100517 11:27:18  mysqld ended
-----------------------------

How to repeat:
This error occurs every time we attempt to start our MySQL server.   The only change we made recently to the database was to add the innodb_file_per_table and re-create the database so we could see the actual size of the data in the table.  However, it was running stably before this crash

[mysqld]
log-bin=mysql-bin.log
server-id=1
binlog-do-db=HomeCoder
innodb_file_per_table

Do you see anything suspicious in the OS logs during the time of initial crash? Your data are corrupted, and most likely reason is hardware problem or memory fault.

The log files for the server don't report anything strange (except for it attempting to mount a floppy disk at one point for some reason, gonna have to figure out why it did that).

However, the drives seem to be stable and no errors are reported in the log files or in the drive tools.  Running fsck on the drives reported no errors.

Is there a way to tell which files have been corrupted?  I have a backup of _most_ of the databases on this server, but don't want to reload the entire MySQL schema collection as some of them have tables with almost 1 million records.

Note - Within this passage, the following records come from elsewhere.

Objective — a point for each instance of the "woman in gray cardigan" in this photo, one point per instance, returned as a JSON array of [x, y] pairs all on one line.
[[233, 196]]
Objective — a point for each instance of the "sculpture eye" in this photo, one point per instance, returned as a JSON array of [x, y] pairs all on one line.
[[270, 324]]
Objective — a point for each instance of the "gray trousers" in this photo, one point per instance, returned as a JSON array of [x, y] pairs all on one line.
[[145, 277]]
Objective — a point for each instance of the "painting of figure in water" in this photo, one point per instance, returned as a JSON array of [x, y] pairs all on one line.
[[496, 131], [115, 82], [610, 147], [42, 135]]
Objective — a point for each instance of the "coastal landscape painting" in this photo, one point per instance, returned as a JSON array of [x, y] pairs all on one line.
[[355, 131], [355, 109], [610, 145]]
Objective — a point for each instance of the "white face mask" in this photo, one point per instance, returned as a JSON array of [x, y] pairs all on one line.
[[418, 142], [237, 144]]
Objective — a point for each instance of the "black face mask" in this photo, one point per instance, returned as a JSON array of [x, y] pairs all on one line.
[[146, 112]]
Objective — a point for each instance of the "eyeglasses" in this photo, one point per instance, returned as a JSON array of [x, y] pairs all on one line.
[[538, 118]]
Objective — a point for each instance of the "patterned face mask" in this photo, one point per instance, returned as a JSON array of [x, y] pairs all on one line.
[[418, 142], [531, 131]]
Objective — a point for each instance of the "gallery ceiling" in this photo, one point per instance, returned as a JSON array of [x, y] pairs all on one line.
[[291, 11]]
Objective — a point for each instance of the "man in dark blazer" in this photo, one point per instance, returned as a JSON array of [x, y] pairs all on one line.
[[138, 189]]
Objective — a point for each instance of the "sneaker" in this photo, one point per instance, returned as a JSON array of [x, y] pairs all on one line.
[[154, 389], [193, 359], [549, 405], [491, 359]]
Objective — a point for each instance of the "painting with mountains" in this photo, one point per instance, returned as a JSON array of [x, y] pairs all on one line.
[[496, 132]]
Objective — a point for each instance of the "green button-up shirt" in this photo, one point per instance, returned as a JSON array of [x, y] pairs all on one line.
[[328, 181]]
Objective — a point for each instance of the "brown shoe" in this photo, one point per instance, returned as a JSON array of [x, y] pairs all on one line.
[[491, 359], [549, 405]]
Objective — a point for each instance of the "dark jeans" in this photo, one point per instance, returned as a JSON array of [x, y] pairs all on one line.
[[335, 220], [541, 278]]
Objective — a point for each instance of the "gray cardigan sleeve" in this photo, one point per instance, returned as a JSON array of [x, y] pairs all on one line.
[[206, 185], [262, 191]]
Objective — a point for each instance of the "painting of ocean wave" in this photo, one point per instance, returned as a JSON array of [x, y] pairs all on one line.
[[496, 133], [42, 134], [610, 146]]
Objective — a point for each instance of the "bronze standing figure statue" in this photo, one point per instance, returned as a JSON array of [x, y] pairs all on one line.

Also, I attempted to recover the InnoDB databases by setting  "innodb_force_recovery = 4" in the my.cnf file, but to no avail.

after deleting (well renaming) ib_logfile0, ib_logfile1 and ibdata1 and restarting MySQL, it looks like everything got rebuilt successfully and the MySQL server is up and running again.   Going to do one more reboot and see if everything stays stable.

Thanks for your help.

Deleting and allowing the ibdata files to be rebuilt seems to have resolved the start-up issue.